Once I showed my uncle, who had originally piqued my interest in Louise Glück, her poem “Purple Bathing Suit,” where a woman speaks to a man in such a suit. After its sucker punch, “your back is my favorite part of you, / the part furthest away from your mouth,” my uncle said, “Boy, she really hates men.” And men can hate women, because the book is a documentation of both, the complete war. But I think after most Glück poems there is insight and disturbance, and to some, maybe the majority of people who seek poetry, disturbance is as alluring as sunset, because that sensation is what drove them to read poetry and often what drove poets to write it. In Glück’s world, to be ultra-conscious is to be conscious of pain and the words that delineate that indelicacy are the simplest. Ideas and questions that act as deep pools are inhabited by everyday words and often in short lines, like Emily Dickinson before her. When, in “The Silver Lily,” she says, “doesn’t joy, like fear, make no sound?” she brings basic words together. Two of them, “joy” and “fear,” are very hot. The others, “doesn’t,” “like,” “make,” “no,” and “sound,” we use to get through most days. Like T.S. Eliot, she reorders the familiar musically (that last line is iambic) to train the reader to trust her words and isolate them and so to slow down life.

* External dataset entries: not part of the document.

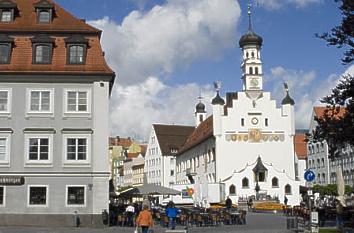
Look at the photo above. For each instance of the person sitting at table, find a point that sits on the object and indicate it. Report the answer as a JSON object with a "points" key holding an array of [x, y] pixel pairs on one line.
{"points": [[228, 203]]}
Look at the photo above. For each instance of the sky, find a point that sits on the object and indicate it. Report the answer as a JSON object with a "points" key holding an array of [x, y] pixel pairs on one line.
{"points": [[166, 52]]}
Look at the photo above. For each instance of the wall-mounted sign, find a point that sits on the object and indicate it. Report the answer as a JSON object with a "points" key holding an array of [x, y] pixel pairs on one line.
{"points": [[255, 136], [12, 180]]}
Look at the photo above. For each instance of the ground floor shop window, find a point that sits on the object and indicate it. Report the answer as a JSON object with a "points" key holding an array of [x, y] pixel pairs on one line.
{"points": [[75, 195], [37, 195]]}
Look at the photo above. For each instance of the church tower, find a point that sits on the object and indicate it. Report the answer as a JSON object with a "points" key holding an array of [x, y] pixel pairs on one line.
{"points": [[252, 73], [200, 113]]}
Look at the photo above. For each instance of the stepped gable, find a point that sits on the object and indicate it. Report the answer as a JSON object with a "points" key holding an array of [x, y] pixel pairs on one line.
{"points": [[199, 135], [300, 146], [172, 137]]}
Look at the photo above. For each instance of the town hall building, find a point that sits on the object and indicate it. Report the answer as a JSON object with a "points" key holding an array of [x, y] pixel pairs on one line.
{"points": [[245, 149]]}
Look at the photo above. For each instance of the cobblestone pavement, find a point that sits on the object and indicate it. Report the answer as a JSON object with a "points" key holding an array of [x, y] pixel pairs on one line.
{"points": [[256, 223]]}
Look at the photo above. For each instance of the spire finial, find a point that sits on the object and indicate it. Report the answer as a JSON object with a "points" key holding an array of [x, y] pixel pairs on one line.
{"points": [[249, 16]]}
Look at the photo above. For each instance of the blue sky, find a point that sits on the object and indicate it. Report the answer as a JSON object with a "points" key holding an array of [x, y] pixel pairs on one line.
{"points": [[165, 51]]}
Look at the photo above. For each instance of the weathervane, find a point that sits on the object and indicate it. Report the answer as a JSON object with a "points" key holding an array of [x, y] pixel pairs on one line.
{"points": [[217, 86]]}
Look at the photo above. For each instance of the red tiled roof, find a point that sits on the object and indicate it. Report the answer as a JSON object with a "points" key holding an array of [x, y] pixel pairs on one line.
{"points": [[26, 21], [200, 134], [25, 27], [300, 146], [319, 111], [172, 137], [118, 141]]}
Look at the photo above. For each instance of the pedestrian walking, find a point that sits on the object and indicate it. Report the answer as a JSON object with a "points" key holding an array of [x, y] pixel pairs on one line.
{"points": [[145, 220], [171, 213]]}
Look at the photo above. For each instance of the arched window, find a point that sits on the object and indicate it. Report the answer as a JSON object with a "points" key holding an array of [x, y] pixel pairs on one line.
{"points": [[275, 182], [232, 190], [288, 189], [245, 183]]}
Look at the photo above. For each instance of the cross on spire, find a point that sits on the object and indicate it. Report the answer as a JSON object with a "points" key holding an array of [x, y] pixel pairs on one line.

One night last winter, while I read again each book of Louise Glück’s in the original slim hardbacks, I sat in a car taking an hour break from my homeless outreach job in Manhattan. My co-worker and I were parked just off 41st Street between 9th and 10th Avenues, near a hotspot of homeless activity. It’s a dirty street, one of the many garbage dumping areas in Hell’s Kitchen, where men set up lean-to’s and shanties out of industrial cardboard boxes to sleep among rats crawling about for food. While my co-worker sat napping, I reread Glück’s 1988 collection Ararat. When my co-worker couldn’t sleep she thumbed through the scrolling Instagram feed on her phone. “Can I read you a poem?” I asked and she quickly agreed, almost as if she longed for a reason to quit the endless stream of information, welcoming any distraction from distraction. I read the last poem, “First Memory,” because it was short and powerful, the way I remember it from when I carried Ararat like a bible, with its final lines, “…from the beginning of time, / in childhood, I thought/that pain meant / I was not loved. / It meant I loved.” An apt summary to a book of such dredging and loosening, all those years ago it seemed I didn’t read poems but readouts from a heart cooked by memories and impatient to re-season them into an idea of some order and clarity. The message still held, though the word “loved” carried very different meanings from its first use to the next, beyond the passive and active tenses. It meant in 10 years I had loved and had been loved and I now loved differently because of time. The speaker of the poem can only come to her sweet conclusion from a distance of years, and only with 10 more years of experience, of loves lost and gained, could the startling already past tense of “love” trigger a charge and a recognition of the beauty of responsibility.
I read it to her slowly, in a voice that I thought the speaker of the poem would adopt if the speaker’s voice could be heard. After I finished my co-worker immediately popped up, turned the car light on, and told me to hold the book still. She took a picture of “First Memory” with her phone and then shared it.